# Tree Stand Setter Hoist



## Snakeman (Oct 24, 2007)

I saw this item in Bass Pro Shops on Monday.  It is similar to the tree stand hoist that I use and posted pictures of a year or so ago, when we were discussing the best way to set up tree stands.  This one is made by Hunters Specialties, and the one I use was made by Hunter's View.

This link: Tree Stand Setter Hoist should take you to the hoist made by H.S.

The pictures are of the hoist that I use.

The Snakeman


----------



## rex upshaw (Oct 25, 2007)

how do you like that summit lock on and which one is it, weight...and cost?


----------



## Snakeman (Oct 26, 2007)

rex upshaw said:


> how do you like that summit lock on and which one is it, weight...and cost?

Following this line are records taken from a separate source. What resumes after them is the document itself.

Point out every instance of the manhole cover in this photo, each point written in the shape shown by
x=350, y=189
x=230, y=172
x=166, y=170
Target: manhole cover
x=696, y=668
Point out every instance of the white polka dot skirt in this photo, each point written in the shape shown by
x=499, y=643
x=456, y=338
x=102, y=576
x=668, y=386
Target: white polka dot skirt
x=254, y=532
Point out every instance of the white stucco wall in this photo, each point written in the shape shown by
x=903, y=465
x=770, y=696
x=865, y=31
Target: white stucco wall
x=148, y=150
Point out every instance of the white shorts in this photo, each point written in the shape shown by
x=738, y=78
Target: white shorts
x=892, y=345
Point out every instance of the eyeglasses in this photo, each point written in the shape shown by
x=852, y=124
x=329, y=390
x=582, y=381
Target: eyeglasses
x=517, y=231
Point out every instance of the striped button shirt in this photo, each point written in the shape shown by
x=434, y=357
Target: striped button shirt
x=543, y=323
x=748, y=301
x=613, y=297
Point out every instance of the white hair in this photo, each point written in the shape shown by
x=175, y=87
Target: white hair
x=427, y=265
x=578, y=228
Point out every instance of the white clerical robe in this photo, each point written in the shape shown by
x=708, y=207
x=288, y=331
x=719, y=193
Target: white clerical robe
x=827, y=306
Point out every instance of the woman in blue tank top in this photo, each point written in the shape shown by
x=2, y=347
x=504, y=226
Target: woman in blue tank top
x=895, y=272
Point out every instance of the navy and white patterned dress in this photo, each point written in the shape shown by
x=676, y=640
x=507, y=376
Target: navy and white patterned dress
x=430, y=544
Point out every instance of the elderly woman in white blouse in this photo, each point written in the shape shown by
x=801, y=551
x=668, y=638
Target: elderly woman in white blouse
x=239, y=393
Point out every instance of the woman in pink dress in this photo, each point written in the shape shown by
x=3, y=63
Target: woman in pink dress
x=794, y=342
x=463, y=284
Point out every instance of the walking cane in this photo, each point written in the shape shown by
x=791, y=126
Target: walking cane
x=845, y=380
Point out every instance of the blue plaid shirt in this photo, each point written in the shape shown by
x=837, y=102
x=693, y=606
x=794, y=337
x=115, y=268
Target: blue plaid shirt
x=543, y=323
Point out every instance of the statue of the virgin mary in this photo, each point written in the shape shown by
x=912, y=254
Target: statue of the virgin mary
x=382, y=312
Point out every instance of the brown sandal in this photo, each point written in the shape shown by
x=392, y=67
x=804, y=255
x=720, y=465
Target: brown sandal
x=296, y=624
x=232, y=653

Okay, those are totally off-topic questions, and wish I could answer more than the first one.

I have two summit lock on's and like them both.  I like the fact that you can attach the strap to the tree first, then connect the stand to the strap.  Makes it much easier than trying to hold the stand and tighten the strap at the same time.  Although using the stand hoist that I have makes it pretty easy with any stand.

Both of the summits that I have are lightweight, but I can't remember what models they are, or how much I paid for them.  I bought them both at the Buckarama several years ago.  Bought the first one, liked it, and bought the second one the next year.  I also bought Bucksteps each time.

The Snakeman


----------



## dutchman (Oct 29, 2007)

I'll probably wind up with one of those hoists before next season. The Lord knows I could have used one this year!


----------